The next morning, we woke to wind and cloudy skies, but decided that it was probably still reasonable weather for paddling. We drove to a nearby boat ramp and quickly readied our gear under the watchful eye of several skeptical fisherman. I am not sure if they were more concerned for our safety or our sanity as we launched into the choppy water for a kayaking excursion in the Hudson Bay. We paddled toward the main channel where we faced waves from the ferry boats that seemed to grow larger with every paddle stroke. The wind bit at our faces and stung our eyes as it sprayed us with a fine mist of saltwater as we emerged from the shelter of the bay. As I followed Abby's 14 foot kayak into the shipping lanes, I watched her vanish deep into the trough of the wakes generated by the passing freighters and ferries only to reappear on the crest of the next wave. We suddenly seemed very, very small in scale next to the giant cargo ships coming to and from the Port of New York. Once I calibrated my brain to the scale and hustle-bustle nature of the harbor, I realized that kayaking was an incredible opportunity for a rare glimpse into the magnitude and importance of the Port of New York. The views of the Statue of Liberty were pretty cool too.

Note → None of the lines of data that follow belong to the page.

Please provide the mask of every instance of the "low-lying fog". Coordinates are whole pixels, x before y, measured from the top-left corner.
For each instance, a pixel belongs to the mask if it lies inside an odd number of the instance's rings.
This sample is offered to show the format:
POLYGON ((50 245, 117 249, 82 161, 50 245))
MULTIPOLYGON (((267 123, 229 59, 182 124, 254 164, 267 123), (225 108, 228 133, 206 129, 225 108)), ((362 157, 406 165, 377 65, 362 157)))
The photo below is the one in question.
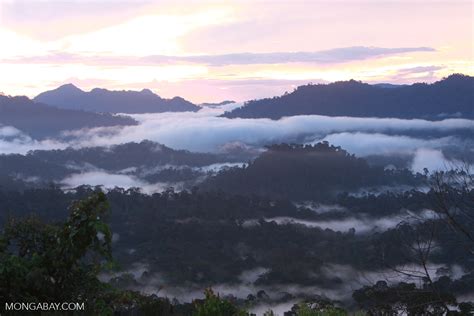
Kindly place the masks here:
MULTIPOLYGON (((400 223, 416 223, 426 219, 436 218, 436 213, 431 210, 423 210, 422 212, 413 213, 407 210, 400 211, 399 214, 385 217, 369 217, 369 216, 350 216, 342 219, 331 220, 303 220, 288 216, 264 218, 266 222, 273 222, 277 225, 303 225, 306 227, 318 227, 322 229, 331 229, 334 231, 347 232, 355 229, 356 234, 366 234, 373 232, 385 231, 394 228, 400 223)), ((244 227, 258 226, 259 219, 248 219, 243 223, 244 227)))
POLYGON ((109 146, 144 139, 173 149, 216 152, 234 142, 261 146, 278 142, 312 143, 327 140, 349 152, 364 156, 413 153, 420 148, 470 148, 468 145, 472 139, 460 135, 474 130, 474 121, 467 119, 427 121, 319 115, 293 116, 280 120, 219 117, 230 106, 204 108, 196 113, 136 114, 131 116, 140 122, 137 126, 68 131, 55 139, 41 141, 34 140, 15 128, 1 127, 0 152, 26 153, 31 149, 109 146))
MULTIPOLYGON (((147 175, 153 175, 165 169, 189 169, 198 172, 202 176, 196 179, 194 184, 199 183, 205 176, 215 174, 216 172, 231 167, 240 167, 244 163, 215 163, 202 167, 177 166, 177 165, 159 165, 154 168, 137 168, 130 167, 120 170, 117 173, 111 173, 106 170, 95 168, 94 166, 87 166, 77 168, 73 173, 59 181, 59 184, 64 189, 73 189, 80 185, 102 186, 105 190, 120 187, 124 189, 140 188, 140 191, 145 194, 152 194, 163 192, 164 190, 173 187, 175 191, 180 191, 185 188, 183 182, 150 182, 143 179, 147 175)), ((38 179, 39 180, 39 179, 38 179)))
MULTIPOLYGON (((449 169, 465 157, 472 157, 474 121, 445 119, 427 121, 391 118, 354 118, 303 115, 280 120, 227 119, 224 111, 241 104, 201 111, 131 115, 137 126, 103 127, 67 131, 54 139, 35 140, 13 127, 0 127, 0 153, 25 154, 33 149, 63 149, 66 147, 110 146, 126 142, 152 140, 173 149, 196 152, 226 152, 235 148, 253 148, 280 142, 313 144, 328 141, 359 157, 370 155, 405 155, 411 157, 409 167, 414 172, 449 169), (449 157, 445 151, 462 153, 449 157)), ((225 164, 224 164, 225 165, 225 164)), ((224 165, 201 168, 202 172, 218 171, 224 165)), ((227 164, 228 165, 228 164, 227 164)), ((130 166, 136 168, 139 166, 130 166)), ((159 166, 158 166, 159 167, 159 166)), ((110 173, 104 170, 81 170, 61 181, 65 188, 81 184, 141 187, 145 193, 158 192, 182 183, 149 183, 137 174, 110 173)))
MULTIPOLYGON (((426 269, 433 276, 433 281, 441 276, 449 276, 451 279, 457 280, 465 274, 465 271, 459 265, 446 266, 428 263, 426 269)), ((126 271, 115 274, 103 273, 101 280, 108 282, 112 278, 129 275, 135 280, 135 284, 131 286, 132 289, 170 299, 176 298, 180 302, 191 302, 193 299, 202 298, 204 289, 209 286, 222 296, 232 295, 239 299, 246 299, 249 295, 257 296, 260 292, 260 302, 253 306, 251 310, 256 312, 257 315, 262 315, 271 308, 274 312, 281 311, 279 315, 283 315, 284 311, 290 310, 291 306, 298 301, 297 298, 311 297, 314 293, 320 293, 319 295, 331 300, 350 303, 353 291, 364 285, 371 285, 379 280, 384 280, 388 284, 398 282, 421 283, 419 277, 424 275, 424 267, 415 264, 379 271, 361 271, 350 265, 327 264, 320 269, 319 274, 322 278, 338 280, 335 286, 260 285, 258 279, 265 276, 270 270, 264 267, 256 267, 242 272, 239 277, 240 283, 188 284, 183 287, 168 284, 165 276, 151 271, 147 264, 136 262, 126 271), (397 271, 410 271, 411 275, 403 275, 397 271), (264 291, 264 294, 261 291, 264 291)))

Side of a building lit up with an American flag.

On our last day in the City, we enjoyed an evening on Broadway where we saw a fabulous performance of Wicked. We ended the night with a stop in a nearby deli for some authentic New York cheesecake before boarding the subway and bidding adieu to the city. We found the Times Square Subway Station to be as busy at 10 PM as it was at noon, and the character of it's clientele was as vibrant as the lights outside. As our train made it's way downtown, the crowds began to diminish at each stop until finally we were the only people remaining. I looked into the adjacent cars and realized we were completely alone on the subway in New York. It was equally thrilling and terrifying at the same time. I mean, when are you ever completely alone in Manhattan? But at the same time I couldn't help but remember every single scary movie I have ever watched about New York, and they all start with someone completely alone in the wrong place.

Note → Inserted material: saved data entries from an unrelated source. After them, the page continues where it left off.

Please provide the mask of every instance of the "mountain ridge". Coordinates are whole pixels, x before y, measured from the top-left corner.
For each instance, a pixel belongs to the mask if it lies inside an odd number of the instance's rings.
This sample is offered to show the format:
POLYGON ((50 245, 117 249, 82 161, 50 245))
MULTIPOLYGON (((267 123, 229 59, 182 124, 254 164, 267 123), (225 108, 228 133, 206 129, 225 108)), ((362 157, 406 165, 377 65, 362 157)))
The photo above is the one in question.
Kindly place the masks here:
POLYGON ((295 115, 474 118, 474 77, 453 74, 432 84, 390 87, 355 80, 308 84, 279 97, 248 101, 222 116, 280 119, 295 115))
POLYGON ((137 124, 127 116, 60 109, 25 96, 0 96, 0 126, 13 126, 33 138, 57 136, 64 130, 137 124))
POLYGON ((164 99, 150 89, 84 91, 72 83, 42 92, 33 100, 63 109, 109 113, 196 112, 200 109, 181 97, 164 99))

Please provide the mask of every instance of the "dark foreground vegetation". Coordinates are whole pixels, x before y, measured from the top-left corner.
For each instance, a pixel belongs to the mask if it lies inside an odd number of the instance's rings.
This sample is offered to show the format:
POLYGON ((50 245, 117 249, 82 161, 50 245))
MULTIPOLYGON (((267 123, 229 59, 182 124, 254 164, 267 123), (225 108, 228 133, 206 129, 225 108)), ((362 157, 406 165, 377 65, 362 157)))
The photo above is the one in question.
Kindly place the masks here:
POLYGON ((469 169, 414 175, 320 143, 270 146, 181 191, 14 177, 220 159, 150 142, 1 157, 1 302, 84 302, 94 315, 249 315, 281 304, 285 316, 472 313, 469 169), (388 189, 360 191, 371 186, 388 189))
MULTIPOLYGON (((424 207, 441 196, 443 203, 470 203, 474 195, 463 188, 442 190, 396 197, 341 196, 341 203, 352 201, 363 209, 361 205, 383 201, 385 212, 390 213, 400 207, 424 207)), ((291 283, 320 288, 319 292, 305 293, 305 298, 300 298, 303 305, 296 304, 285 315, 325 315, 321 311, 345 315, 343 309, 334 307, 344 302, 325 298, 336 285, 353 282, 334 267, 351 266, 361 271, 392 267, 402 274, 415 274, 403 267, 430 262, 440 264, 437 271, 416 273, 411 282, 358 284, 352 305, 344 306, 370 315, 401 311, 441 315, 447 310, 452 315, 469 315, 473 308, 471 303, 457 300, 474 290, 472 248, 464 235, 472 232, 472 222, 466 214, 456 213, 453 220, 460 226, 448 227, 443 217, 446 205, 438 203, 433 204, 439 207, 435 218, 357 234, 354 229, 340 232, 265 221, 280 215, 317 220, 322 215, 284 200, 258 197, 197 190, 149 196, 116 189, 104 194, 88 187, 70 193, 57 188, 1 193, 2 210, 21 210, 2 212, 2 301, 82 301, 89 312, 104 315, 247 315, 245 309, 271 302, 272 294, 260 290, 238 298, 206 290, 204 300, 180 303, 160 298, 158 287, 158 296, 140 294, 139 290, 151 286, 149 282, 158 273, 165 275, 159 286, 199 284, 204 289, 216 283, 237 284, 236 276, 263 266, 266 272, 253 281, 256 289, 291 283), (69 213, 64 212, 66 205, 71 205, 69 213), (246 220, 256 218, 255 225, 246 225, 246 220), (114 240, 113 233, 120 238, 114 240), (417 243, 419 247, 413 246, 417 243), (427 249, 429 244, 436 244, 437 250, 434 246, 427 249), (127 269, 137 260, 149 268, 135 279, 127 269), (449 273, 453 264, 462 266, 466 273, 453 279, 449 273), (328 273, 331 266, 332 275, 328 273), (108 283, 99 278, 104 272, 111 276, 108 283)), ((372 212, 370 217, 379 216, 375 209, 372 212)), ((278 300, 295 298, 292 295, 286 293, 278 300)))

The remaining 10 minutes it took to get to our stop seemed to take an eternity. Twice I am almost sure I could hear the scary music that plays right before something really bad happens in a movie. Finally the announcement for our stop echoed throughout our empty car and we emerged once again from the bowels of the city up into the financial district.

Two ladies on their way up an escalator in the subway.

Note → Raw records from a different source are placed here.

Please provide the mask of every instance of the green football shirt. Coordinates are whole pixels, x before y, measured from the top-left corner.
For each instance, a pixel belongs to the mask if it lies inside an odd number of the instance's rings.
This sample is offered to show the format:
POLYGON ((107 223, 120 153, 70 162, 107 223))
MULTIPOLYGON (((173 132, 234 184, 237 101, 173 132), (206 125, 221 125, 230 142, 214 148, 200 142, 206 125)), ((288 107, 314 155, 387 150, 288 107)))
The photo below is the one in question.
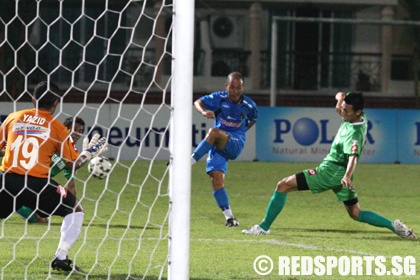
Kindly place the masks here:
POLYGON ((360 156, 367 132, 367 118, 362 115, 363 120, 357 123, 342 122, 338 129, 334 142, 331 145, 330 153, 325 157, 324 162, 335 163, 347 166, 350 155, 360 156))
POLYGON ((64 172, 64 177, 67 180, 72 178, 72 169, 67 165, 67 163, 60 157, 60 154, 57 152, 51 158, 51 177, 54 177, 61 171, 64 172))
POLYGON ((339 201, 348 201, 357 197, 354 189, 345 188, 341 179, 346 173, 350 155, 360 155, 366 139, 367 118, 358 123, 342 122, 331 145, 330 153, 316 169, 303 171, 312 193, 327 190, 334 191, 339 201))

With the help of our iPhones, we quickly navigated the deserted streets back to the ferry terminal, but as we rounded the corner to the entrance, my heart leaped into my throat. The terminal was dark and the gates were locked up tight for the night - we had missed the boat. A thousand thoughts raced through my mind all at once. How much would a cab cost from New York to New Jersey? Where are all the cabs - we had been walking for 10 minutes and not passed a living soul. Are we safe? Where are all the people Now what? Fortunately for me, Peter is a man of action and was already leading us to a well lit street. We turned a corner and found a very nice hotel with a bell man outside. He was extremely helpful and recommended a private car service called Go Green that happened to have just dropped off a client and was waiting outside for his next fare. The driver was absolutely wonderful and took us all the way to our RV in Jersey City for only $36 - just a little more than the ferry cost.

With three days of adventures behind us we stumbled back into Winnie the View, tired, content and ready to crawl into the warm comfort of our own beds. Home sweet home never felt so good. Who knew that our time in the Big Apple would be so much fun. Thanks Abby for the great adventure.